Carports are need on my job over 400 feet of them at 20' wide. We underestimated the cost of these things when buying them from a prefab group, so I ask this:

Has anyone found the best alternate way for building a carport without entirely fab'n it out of steel. Maybe the steel fab guy can put up some posts and spans and our roof guy can come in and put some sort of cheap cover over it.

Please tell me some one has had some experience designing one of these things.


----------



## TimberlineMD (Jan 15, 2008)

Nothing cheaper than a steel 'W' pan roof.


----------



## Creter (Oct 13, 2009)

Cheap cover is screaming potential property damage and personal injury to me...:whistling


----------



## Fouthgeneration (Jan 7, 2014)

Freestanding vs. tied to existing... One 400 footer or 20 twenty footers?

Snow loads, hurricanes/ tornadoes or both in some lucky spots, make designing durable cheap carports very hard. Gas station pump awnings would be the go to guys IMO.

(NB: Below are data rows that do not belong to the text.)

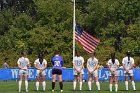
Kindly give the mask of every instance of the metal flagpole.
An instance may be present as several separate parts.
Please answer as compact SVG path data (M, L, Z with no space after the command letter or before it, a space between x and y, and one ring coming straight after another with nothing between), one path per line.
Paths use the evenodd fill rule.
M75 57L75 0L73 0L73 62Z

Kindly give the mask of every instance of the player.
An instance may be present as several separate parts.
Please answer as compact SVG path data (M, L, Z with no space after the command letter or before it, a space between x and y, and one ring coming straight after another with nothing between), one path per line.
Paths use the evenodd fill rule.
M52 77L53 77L52 92L54 92L55 81L56 81L57 75L59 78L60 91L63 92L62 67L63 67L64 60L60 56L59 52L55 52L54 54L55 54L55 56L52 58L52 66L53 66L53 69L52 69Z
M88 87L89 87L89 90L91 90L91 87L92 87L92 80L93 80L93 77L95 78L95 81L96 81L96 86L98 88L98 90L100 90L100 83L98 81L98 69L97 69L97 66L98 66L98 59L95 58L95 52L93 52L91 54L92 57L90 57L87 61L87 70L88 70Z
M80 82L80 90L82 90L82 76L84 74L84 58L80 56L79 51L76 51L76 56L74 57L73 67L74 67L74 81L73 81L73 89L76 89L76 83L79 79Z
M134 66L134 59L131 57L130 51L126 53L126 57L123 58L122 64L124 68L125 74L125 87L128 90L128 76L130 76L130 80L132 82L133 90L136 90L134 77L133 77L133 66Z
M43 54L39 53L38 54L38 59L35 60L34 62L34 66L37 69L36 71L36 77L37 77L37 81L36 81L36 90L39 90L39 82L42 81L42 87L43 87L43 91L45 91L46 89L46 82L45 82L45 77L46 77L46 67L47 67L47 61L45 59L43 59ZM40 80L41 78L41 80Z
M26 58L26 53L21 52L21 57L17 61L19 70L19 92L21 92L22 78L25 80L25 89L28 92L28 65L29 59Z
M111 59L109 59L108 63L108 68L110 70L110 84L109 84L109 89L112 91L112 83L113 80L115 81L115 91L118 91L118 68L119 68L119 61L115 58L115 53L111 53Z

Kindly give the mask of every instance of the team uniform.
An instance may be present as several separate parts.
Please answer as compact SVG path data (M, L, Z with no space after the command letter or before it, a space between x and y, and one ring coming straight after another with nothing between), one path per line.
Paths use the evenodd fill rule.
M115 59L114 63L113 63L112 59L110 59L107 64L110 67L110 70L114 72L114 74L112 74L110 71L110 73L109 73L110 78L112 78L112 77L114 78L114 76L115 76L115 78L117 78L118 71L116 71L116 68L118 68L118 66L119 66L119 61L117 59ZM117 81L115 81L115 82L117 82ZM110 91L112 91L112 83L109 84L109 89L110 89ZM115 91L116 92L118 91L118 83L115 83Z
M81 57L81 56L75 56L74 57L74 61L73 61L73 64L75 65L74 67L74 76L75 76L75 79L73 81L73 89L75 90L76 89L76 83L77 83L77 80L76 80L76 77L77 76L81 76L84 74L84 71L83 71L83 64L84 64L84 58ZM82 69L81 69L82 68ZM80 72L77 72L77 70L79 71L81 69ZM80 80L80 90L82 90L82 81Z
M36 59L35 62L34 62L34 64L37 65L37 68L39 68L39 69L44 69L44 66L47 65L47 61L46 61L45 59L43 59L43 62L42 62L42 64L41 64L41 63L39 62L39 59ZM41 75L41 76L46 76L46 71L44 70L44 71L42 71L42 72L40 73L40 70L37 69L37 71L36 71L36 76L39 76L39 75Z
M27 65L29 65L29 59L21 57L18 59L17 64L20 65L20 67L22 68L19 71L19 75L28 75Z
M61 56L54 56L52 58L52 74L62 75L63 58Z
M88 71L93 71L92 73L88 73L89 75L89 78L93 78L93 77L98 77L98 69L96 68L98 65L98 59L97 58L89 58L88 61L87 61L87 68L88 68ZM100 90L100 83L98 81L96 81L96 86L98 88L98 90ZM91 90L91 87L92 87L92 81L89 80L88 81L88 87L89 87L89 90Z
M40 63L39 58L35 60L34 65L36 65L37 71L36 71L36 76L46 76L46 71L45 71L45 65L47 65L47 61L45 59L43 59L42 63ZM40 69L44 69L42 72L40 72ZM43 86L43 91L46 90L46 82L43 80L42 82L42 86ZM39 81L36 82L36 90L39 90Z
M134 65L134 59L132 57L130 57L129 59L128 57L124 57L122 60L122 64L125 66L126 69L129 69L128 73L124 71L125 76L133 77L134 74L133 74L133 69L131 68L131 66ZM134 80L132 80L131 82L132 82L133 90L136 90ZM125 81L125 87L126 87L126 90L128 90L128 81Z
M28 65L29 65L29 59L25 57L21 57L18 59L17 64L20 65L19 75L28 75ZM19 81L19 92L21 92L21 84L22 81ZM25 89L26 92L28 92L28 81L25 80Z
M81 70L80 73L77 72L77 70L80 70L81 66L84 64L84 58L79 56L79 57L74 57L74 62L73 64L75 64L75 68L74 68L74 75L78 75L78 74L84 74L83 69ZM83 67L82 67L83 68Z
M134 64L134 59L130 57L130 60L128 60L128 57L123 58L122 63L124 64L126 69L129 69ZM125 76L133 76L133 69L129 70L128 73L124 71Z
M88 70L92 71L94 69L95 66L98 65L98 59L94 57L94 59L89 58L87 61L87 65L88 65ZM89 77L97 77L98 76L98 69L96 69L92 74L88 73Z
M112 71L115 71L116 70L116 68L119 66L119 61L117 60L117 59L115 59L115 62L114 62L114 64L113 64L113 62L112 62L112 60L110 59L109 61L108 61L108 66L110 66L110 69L112 70ZM110 74L109 74L109 76L118 76L118 71L115 71L114 72L115 74L113 75L111 72L110 72Z
M62 66L63 66L64 60L61 56L59 55L55 55L52 58L52 65L53 65L53 69L52 69L52 75L62 75ZM55 77L56 78L56 77ZM61 92L63 91L63 82L61 81L61 79L59 78L59 86L61 89ZM55 88L55 81L52 82L52 91L54 91Z

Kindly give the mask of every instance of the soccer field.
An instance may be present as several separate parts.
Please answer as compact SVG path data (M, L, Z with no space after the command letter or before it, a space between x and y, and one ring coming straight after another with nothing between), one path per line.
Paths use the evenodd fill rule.
M79 85L77 83L77 85ZM108 89L108 82L101 83L101 91L97 91L95 83L93 84L92 91L88 91L87 82L83 83L83 90L79 91L79 87L77 87L77 90L73 91L73 84L72 82L64 82L64 91L63 93L109 93ZM114 87L113 87L114 88ZM137 91L132 90L131 83L129 83L129 91L125 91L124 82L119 82L119 91L117 93L140 93L140 82L136 82L136 89ZM46 93L52 93L51 92L51 82L46 81ZM45 93L42 91L42 84L40 84L40 91L35 91L35 81L29 82L29 92L28 93ZM18 82L17 81L0 81L0 93L18 93ZM24 90L24 82L22 83L22 92L25 93ZM59 84L56 83L56 89L54 93L60 93L59 91ZM116 93L116 92L111 92Z

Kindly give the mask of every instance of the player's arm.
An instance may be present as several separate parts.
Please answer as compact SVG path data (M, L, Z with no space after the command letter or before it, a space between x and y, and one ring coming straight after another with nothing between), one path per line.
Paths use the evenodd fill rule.
M131 70L134 67L134 59L132 59L132 65L129 67L128 70Z
M91 73L91 71L89 70L89 64L88 64L88 61L87 61L87 70L88 70L88 72Z
M117 60L117 66L116 66L116 69L115 69L115 71L116 71L116 70L118 70L118 68L119 68L119 65L120 65L120 64L119 64L119 61Z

Never give a price for something you don't really know.:no:

Just how do you get paid doing General Conditions??????

Why not call a car port salesperson and ask........ or go to their website and read it, then you can report back and we'll all know more.


----------



## nrco222 (Jun 11, 2015)

I am a contractor. We were given a a 17 page set of conceptual drawings not to scale on 10-17" papers and told to price it. We did. We plugged in~ 40 grand for the carport section because we talked to our local steel fab guy for a rough estimate. They liked our number for the project so they went ahead and gave the OK to the architect to finish the design and brought us on board. Now we have a detailed set of drawings with huge upgrades and price increases yet they want us to stick as close to our budget as possible. Carports were coming in around 75-100 grand or more for ~50 spots. I was wondering if I could do it for cheaper with my local steel fab bro.


----------



## mako1 (Sep 1, 2013)

You can always walk which is what I would do on a deal like that.75-100k on carports?
I've been to TN.They build nice houses for that?


----------



## JAH (Jul 27, 2014)

Sounds like you gave a estimate, now its time for a quote? 
Call your local fab shops.


----------